Amid maritime tension in the Spratlys island chain, the Philippines continues to strengthen its defense alliances with friendly states.
Last Wednesday the government forged a defense agreement with France.
Defense Secretary Voltaire Gazmin and French Ambassador Thierry Mathou inked the defense cooperation arrangement, which both countries had been working on since 2014.
“Our relationship would be further enhanced as we institutionalize our cooperation through this agreement,” Gazmin said during the signing ceremony held at the defense department at Camp Aguinaldo.
Gazmin said both countries could start working on the implementation of the deal.
Under the arrangement, both countries agreed to focus their cooperation on high-level dialogues and defense policy consultations, visits of defense and armed forces authorities, education and training exchanges, and cooperation in defense equipment, logistics and defense industry.
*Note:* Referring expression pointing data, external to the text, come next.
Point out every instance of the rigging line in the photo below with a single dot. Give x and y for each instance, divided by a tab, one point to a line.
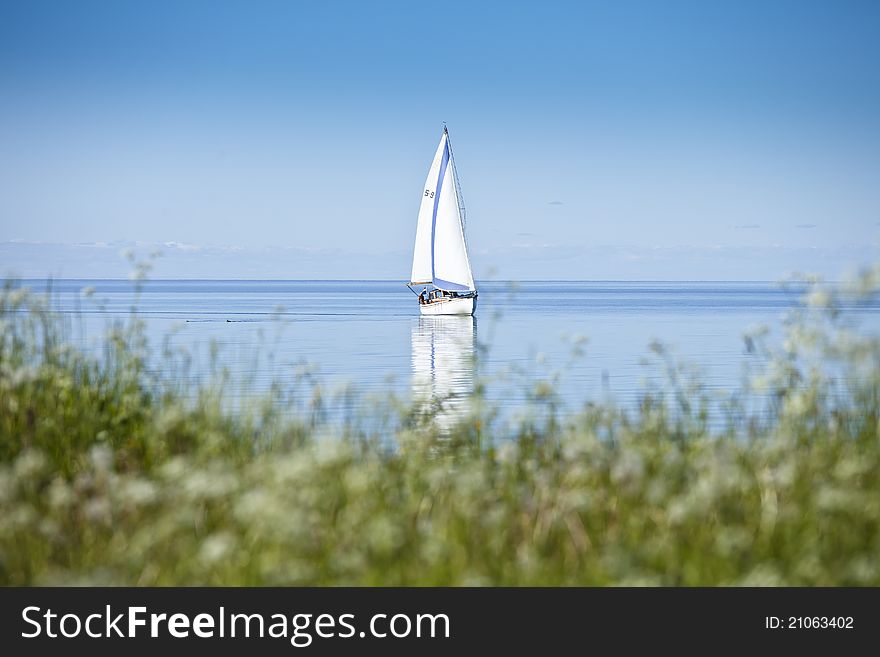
462	212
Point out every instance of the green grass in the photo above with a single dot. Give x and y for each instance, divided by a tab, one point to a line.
111	475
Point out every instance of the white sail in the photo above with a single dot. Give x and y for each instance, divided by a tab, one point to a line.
440	252
423	257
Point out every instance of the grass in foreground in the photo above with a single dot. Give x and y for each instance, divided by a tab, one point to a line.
109	475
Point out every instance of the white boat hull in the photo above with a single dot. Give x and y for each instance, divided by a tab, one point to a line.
465	306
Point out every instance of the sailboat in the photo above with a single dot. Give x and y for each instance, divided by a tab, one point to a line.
440	260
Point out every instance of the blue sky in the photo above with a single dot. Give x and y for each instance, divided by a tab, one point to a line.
624	140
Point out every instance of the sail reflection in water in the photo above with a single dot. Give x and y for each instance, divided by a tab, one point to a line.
443	366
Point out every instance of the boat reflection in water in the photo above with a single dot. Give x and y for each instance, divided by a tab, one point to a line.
443	367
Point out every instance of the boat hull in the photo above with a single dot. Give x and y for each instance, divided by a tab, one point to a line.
467	306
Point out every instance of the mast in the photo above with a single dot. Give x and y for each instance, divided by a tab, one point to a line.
440	255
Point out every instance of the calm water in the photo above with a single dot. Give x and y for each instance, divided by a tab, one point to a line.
369	334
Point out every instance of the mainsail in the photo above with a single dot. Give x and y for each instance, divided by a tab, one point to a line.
440	255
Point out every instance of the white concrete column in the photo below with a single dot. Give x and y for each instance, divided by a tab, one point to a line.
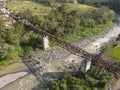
45	41
85	66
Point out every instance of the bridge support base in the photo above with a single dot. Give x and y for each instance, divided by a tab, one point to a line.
85	66
45	41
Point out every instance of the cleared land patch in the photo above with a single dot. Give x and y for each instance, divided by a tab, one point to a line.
35	8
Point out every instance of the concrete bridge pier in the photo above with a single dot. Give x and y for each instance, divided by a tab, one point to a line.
85	66
45	42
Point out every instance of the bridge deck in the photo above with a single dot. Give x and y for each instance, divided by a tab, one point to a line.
82	53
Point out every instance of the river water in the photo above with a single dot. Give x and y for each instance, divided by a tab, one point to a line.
29	81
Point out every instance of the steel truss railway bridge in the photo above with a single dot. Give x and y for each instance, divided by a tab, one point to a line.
88	58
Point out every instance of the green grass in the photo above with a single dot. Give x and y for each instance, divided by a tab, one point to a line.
4	63
81	7
87	32
36	8
115	53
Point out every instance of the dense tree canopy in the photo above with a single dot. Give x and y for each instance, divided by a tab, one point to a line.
64	20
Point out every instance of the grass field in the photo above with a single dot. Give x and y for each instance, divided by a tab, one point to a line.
81	7
115	53
37	9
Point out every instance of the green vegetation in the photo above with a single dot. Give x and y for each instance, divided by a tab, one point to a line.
17	42
115	53
113	49
96	79
78	21
35	8
114	4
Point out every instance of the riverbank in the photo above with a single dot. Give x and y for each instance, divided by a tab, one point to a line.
54	62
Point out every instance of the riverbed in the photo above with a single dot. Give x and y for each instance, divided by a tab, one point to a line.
52	63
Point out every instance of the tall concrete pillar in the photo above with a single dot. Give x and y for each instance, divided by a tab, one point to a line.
85	66
45	41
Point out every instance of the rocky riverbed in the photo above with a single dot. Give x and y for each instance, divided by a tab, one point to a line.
45	66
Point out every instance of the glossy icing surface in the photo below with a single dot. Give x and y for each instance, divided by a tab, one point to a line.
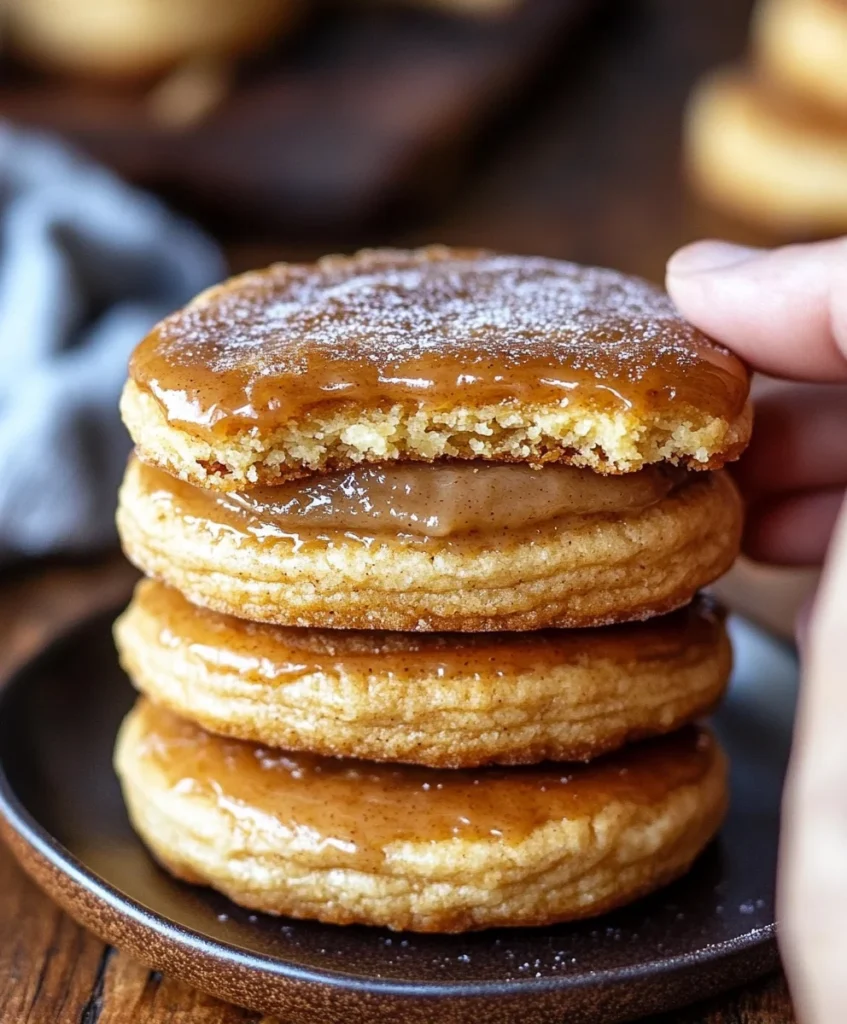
360	808
436	329
420	502
283	655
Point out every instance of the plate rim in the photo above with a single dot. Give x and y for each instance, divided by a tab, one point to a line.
35	836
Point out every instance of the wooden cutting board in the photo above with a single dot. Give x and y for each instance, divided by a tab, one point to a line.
364	115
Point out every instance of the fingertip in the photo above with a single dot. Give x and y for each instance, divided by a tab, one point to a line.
706	256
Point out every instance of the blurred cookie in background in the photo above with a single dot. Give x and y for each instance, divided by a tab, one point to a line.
765	161
800	46
132	40
767	142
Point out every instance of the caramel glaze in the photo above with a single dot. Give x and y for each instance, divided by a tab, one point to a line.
262	514
283	655
447	497
358	808
435	329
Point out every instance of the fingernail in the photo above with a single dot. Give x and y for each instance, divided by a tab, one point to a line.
703	257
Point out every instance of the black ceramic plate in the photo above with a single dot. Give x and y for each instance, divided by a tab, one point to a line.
60	809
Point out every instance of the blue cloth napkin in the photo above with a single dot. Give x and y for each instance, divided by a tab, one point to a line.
87	265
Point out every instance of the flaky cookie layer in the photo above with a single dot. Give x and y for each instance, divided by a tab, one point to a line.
326	441
437	699
431	353
590	571
606	844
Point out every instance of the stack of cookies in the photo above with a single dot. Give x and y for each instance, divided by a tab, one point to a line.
768	142
421	643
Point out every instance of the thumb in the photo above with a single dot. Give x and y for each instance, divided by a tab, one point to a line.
782	310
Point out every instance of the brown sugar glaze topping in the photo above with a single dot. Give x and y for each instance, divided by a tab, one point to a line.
282	655
422	503
358	808
434	328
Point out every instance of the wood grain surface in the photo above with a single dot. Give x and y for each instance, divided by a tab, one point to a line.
589	169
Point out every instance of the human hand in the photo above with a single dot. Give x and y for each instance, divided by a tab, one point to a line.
786	312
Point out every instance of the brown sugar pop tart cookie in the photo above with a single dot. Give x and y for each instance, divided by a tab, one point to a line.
349	842
435	440
450	700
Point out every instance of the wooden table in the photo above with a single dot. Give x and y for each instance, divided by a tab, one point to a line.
589	171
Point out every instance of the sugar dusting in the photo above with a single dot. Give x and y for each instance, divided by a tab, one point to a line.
390	309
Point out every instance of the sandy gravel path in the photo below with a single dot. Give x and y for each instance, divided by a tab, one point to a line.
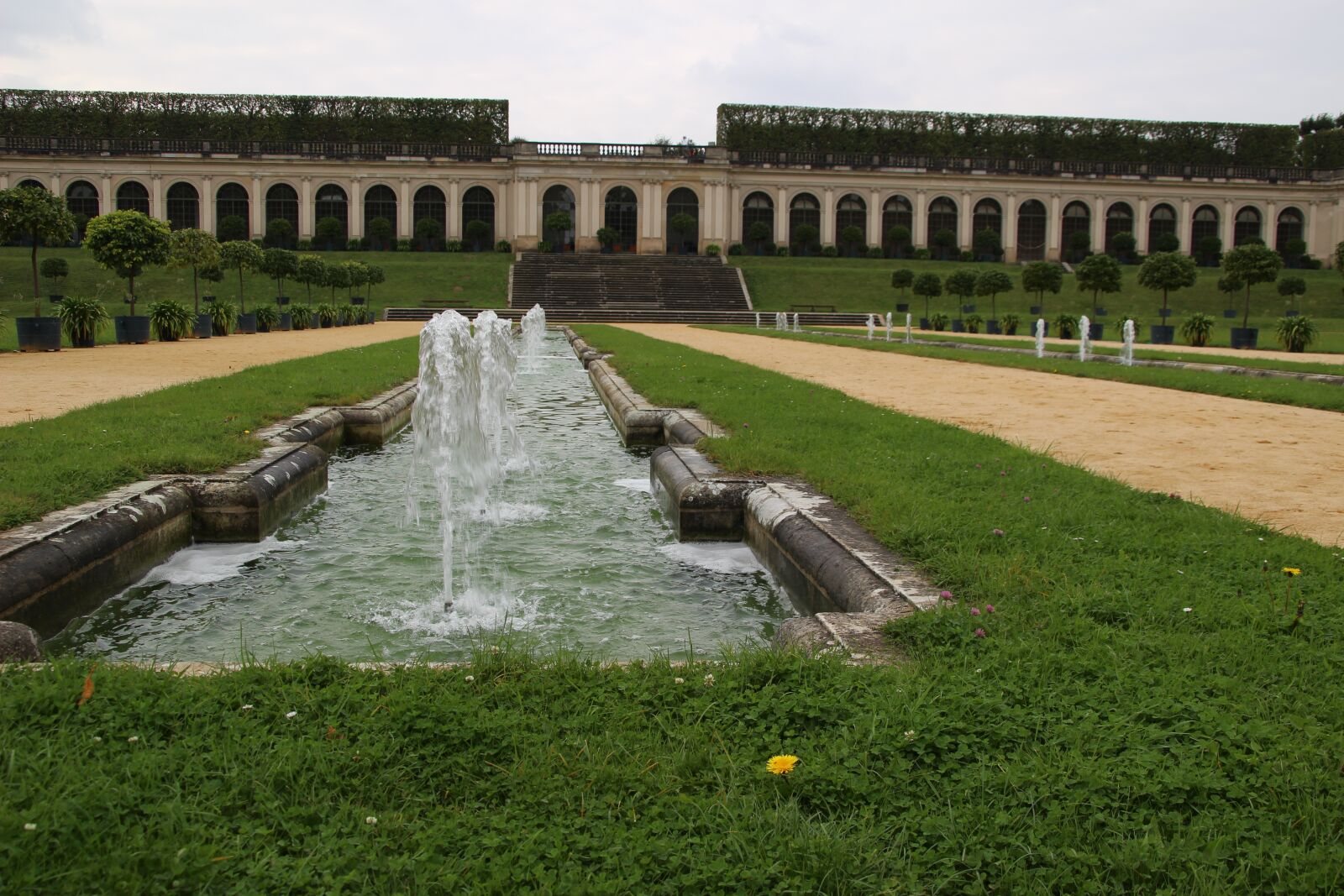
45	385
1270	463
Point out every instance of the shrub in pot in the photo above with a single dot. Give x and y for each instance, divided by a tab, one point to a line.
171	320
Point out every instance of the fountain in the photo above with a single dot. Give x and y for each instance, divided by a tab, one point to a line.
464	432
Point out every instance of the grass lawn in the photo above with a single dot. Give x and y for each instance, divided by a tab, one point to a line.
477	278
192	427
864	285
1320	396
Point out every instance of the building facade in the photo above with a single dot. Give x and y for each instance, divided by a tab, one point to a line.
638	191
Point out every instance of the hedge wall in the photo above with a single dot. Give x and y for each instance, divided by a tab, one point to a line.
171	116
961	134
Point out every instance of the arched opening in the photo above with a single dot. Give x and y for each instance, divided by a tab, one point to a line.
282	221
429	211
622	212
233	212
183	206
1120	219
1162	230
759	223
853	224
1075	231
331	217
1247	226
987	224
558	201
1032	231
804	224
897	212
683	222
134	196
942	228
1288	237
381	217
477	219
1203	235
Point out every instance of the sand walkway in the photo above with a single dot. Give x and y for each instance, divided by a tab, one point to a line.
1277	464
45	385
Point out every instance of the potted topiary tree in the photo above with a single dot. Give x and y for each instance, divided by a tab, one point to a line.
1250	265
127	242
1168	271
42	217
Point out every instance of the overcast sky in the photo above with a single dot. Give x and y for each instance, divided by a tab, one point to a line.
638	70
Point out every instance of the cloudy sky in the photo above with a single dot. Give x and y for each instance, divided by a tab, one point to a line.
638	70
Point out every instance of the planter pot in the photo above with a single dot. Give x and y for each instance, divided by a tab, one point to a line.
131	329
38	333
1162	335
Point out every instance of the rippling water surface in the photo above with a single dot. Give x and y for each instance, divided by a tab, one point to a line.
575	553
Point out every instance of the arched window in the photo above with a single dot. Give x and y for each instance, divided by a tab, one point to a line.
759	208
622	212
683	202
479	206
183	206
1162	230
1288	235
1032	231
1120	219
429	204
942	228
804	211
851	211
897	212
134	196
558	199
1247	226
233	212
1075	231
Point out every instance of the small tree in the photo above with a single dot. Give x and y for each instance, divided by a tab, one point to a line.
1041	278
241	255
127	242
280	265
1252	265
927	286
1100	275
194	249
42	217
992	282
1168	271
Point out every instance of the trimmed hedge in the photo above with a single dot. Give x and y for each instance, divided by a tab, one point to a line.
965	134
97	114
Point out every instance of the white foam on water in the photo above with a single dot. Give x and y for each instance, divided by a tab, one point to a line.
725	558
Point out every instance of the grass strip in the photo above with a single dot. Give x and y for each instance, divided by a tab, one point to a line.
1319	396
192	427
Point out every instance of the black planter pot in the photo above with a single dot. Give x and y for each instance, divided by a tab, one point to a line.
38	333
131	329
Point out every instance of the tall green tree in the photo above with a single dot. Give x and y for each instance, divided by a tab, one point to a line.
194	249
1252	265
39	217
127	242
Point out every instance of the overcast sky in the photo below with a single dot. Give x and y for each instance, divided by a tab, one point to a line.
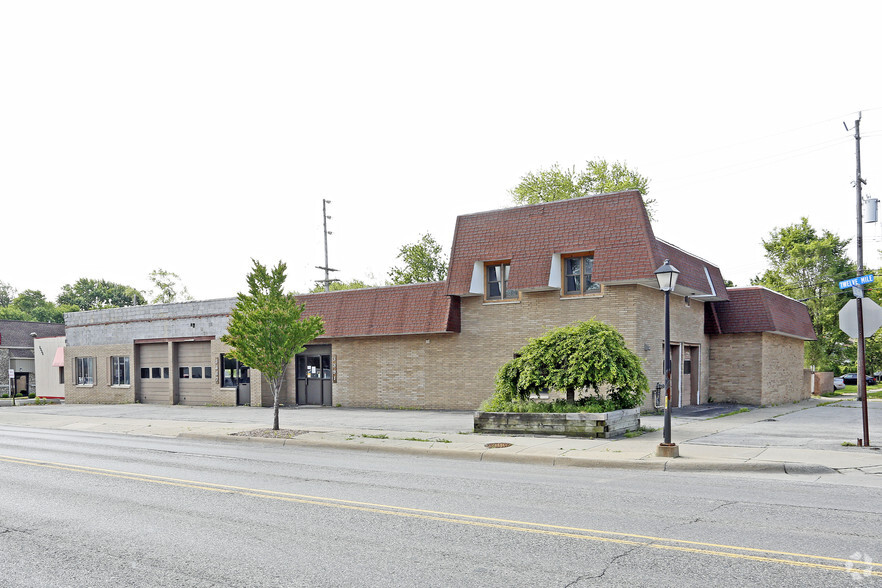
194	136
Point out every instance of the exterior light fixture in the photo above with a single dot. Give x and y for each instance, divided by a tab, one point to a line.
667	281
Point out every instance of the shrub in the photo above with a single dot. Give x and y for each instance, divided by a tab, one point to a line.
588	357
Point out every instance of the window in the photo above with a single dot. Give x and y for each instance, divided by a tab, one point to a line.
497	282
578	271
119	371
85	371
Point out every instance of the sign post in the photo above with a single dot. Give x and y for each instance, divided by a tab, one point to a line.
857	286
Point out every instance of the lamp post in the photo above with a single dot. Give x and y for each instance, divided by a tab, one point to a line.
667	280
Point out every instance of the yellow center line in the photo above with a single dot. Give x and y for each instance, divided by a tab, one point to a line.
649	541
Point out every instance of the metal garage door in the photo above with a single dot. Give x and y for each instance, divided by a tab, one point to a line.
194	373
154	385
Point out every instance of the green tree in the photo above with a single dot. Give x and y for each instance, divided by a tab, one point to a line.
7	294
584	356
167	287
598	177
424	261
807	266
31	305
89	294
336	286
266	329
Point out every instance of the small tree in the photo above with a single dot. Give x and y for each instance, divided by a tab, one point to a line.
583	356
423	262
337	286
598	177
89	294
266	329
168	287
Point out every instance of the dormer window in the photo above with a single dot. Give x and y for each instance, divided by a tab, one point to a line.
497	282
578	271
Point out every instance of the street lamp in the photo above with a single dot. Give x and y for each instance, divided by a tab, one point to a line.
667	280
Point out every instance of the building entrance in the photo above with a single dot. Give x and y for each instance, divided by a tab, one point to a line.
314	375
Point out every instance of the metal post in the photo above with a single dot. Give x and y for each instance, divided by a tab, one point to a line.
667	367
862	363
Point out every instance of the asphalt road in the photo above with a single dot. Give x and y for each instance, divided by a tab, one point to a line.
86	509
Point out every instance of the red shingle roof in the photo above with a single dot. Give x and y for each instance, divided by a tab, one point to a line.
392	310
757	310
613	226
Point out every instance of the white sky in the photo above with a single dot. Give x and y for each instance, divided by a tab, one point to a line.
194	136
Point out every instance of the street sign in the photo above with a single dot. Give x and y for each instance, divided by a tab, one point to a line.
857	281
872	317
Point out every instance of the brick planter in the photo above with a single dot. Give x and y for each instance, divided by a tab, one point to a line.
602	425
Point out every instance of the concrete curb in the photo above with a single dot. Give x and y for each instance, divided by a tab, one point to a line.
681	464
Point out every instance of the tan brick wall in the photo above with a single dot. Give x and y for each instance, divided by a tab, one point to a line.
783	378
456	371
757	368
736	367
101	392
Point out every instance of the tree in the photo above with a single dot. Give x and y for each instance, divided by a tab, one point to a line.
266	329
336	286
423	262
598	177
167	287
31	305
583	356
7	294
808	266
89	294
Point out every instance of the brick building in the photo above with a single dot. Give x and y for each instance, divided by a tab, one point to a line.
17	345
514	274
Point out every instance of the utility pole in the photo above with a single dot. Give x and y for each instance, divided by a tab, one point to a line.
862	363
327	281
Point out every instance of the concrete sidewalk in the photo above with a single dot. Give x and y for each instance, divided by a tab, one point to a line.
803	438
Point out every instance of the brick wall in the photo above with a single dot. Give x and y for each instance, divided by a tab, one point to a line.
101	392
783	376
456	371
757	368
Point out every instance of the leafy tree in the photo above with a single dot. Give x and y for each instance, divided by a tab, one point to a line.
584	356
31	305
423	262
7	294
167	287
335	286
807	266
89	294
266	329
598	177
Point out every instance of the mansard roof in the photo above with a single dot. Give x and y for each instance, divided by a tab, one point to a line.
756	310
390	310
614	227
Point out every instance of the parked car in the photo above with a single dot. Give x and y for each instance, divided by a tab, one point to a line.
851	380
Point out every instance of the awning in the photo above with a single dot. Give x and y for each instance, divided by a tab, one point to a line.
59	358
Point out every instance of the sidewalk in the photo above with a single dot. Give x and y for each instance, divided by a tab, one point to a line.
803	438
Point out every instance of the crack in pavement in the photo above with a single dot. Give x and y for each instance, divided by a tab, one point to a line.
606	568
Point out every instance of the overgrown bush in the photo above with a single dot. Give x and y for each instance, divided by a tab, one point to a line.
588	357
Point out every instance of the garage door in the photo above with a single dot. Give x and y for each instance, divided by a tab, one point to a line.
194	373
154	383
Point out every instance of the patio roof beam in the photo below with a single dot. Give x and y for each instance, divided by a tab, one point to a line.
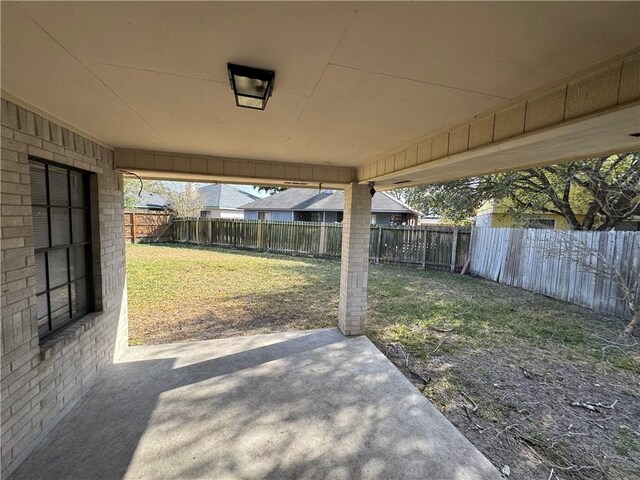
591	113
201	168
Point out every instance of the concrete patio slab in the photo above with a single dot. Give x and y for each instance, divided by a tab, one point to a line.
297	405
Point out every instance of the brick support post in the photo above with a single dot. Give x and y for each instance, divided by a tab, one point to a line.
355	259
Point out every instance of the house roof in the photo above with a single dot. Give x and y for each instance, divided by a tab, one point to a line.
306	199
151	200
219	195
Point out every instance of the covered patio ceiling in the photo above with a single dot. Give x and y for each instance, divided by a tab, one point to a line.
356	83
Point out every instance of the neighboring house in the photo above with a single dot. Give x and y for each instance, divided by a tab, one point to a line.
301	204
224	201
496	214
151	201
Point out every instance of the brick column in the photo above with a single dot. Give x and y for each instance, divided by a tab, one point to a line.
355	259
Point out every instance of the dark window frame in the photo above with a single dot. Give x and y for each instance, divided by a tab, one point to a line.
88	278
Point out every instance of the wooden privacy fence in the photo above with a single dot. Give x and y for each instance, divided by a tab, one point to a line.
441	248
560	264
147	227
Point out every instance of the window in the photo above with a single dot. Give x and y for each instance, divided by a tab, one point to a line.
61	235
396	219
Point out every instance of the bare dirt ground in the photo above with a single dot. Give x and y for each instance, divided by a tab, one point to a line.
527	417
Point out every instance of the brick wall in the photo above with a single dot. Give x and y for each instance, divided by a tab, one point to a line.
352	310
41	381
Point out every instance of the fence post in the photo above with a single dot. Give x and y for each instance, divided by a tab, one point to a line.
379	244
424	247
323	239
133	227
454	249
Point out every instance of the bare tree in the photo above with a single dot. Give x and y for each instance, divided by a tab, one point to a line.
185	202
626	275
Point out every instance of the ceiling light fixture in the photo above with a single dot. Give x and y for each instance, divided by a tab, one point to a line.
251	86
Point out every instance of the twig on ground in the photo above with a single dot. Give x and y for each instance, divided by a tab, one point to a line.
608	407
624	427
443	330
398	350
509	427
635	342
585	405
475	405
593	406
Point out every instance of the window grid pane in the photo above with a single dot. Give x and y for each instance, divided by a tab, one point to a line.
61	240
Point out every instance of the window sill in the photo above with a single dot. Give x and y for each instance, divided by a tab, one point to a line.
56	342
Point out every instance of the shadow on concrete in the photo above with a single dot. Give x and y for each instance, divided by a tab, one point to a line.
297	405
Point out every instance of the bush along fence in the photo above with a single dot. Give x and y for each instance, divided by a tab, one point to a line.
144	227
438	248
591	269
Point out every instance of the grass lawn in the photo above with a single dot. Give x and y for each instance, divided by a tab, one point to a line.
521	358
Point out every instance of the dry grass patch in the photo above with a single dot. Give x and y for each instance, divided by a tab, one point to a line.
520	357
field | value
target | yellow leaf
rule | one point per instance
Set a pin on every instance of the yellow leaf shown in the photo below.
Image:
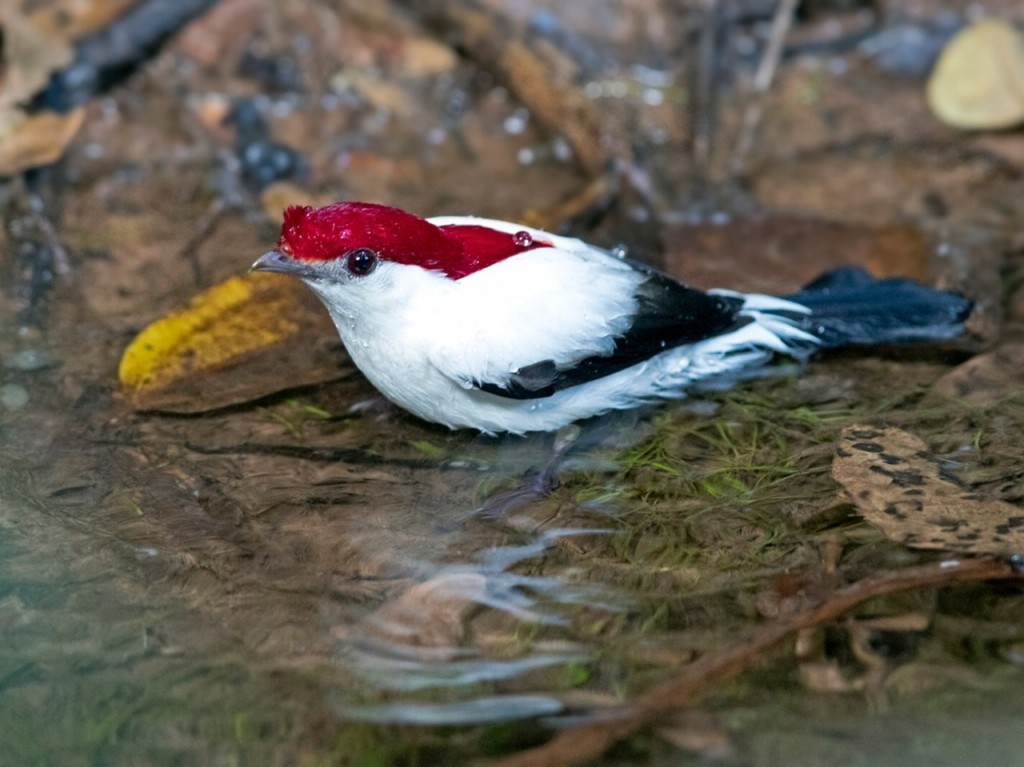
(246, 322)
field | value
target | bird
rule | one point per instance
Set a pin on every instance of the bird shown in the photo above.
(493, 326)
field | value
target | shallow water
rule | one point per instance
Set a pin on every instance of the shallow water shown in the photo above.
(308, 578)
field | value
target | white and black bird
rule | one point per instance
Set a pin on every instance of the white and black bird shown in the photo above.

The Armed Forces of the Philippines is deemed to be one of the weakest in the region. Manila has been on a diplomatic offensive to boost security alliances and its defense capability.
It is also enlisting the support of other countries for its maritime arbitration case against China. The case questioned the legality of Beijing’s nine-dash line territorial and maritime claims to almost the entire South China Sea.
“The conclusion of the Philippines-France Defense Arrangement is very timely given the increasing defense and security challenges both countries are confronted with. The cooperation provided for in the agreement could enhance the two countries’ defense capacities and capabilities essential in addressing such challenges,” defense spokesman Peter Paul Galvez said.
Aside from its key ally the United States, the Philippines also has standing defense cooperation agreements with Japan, Australia and several Asian countries.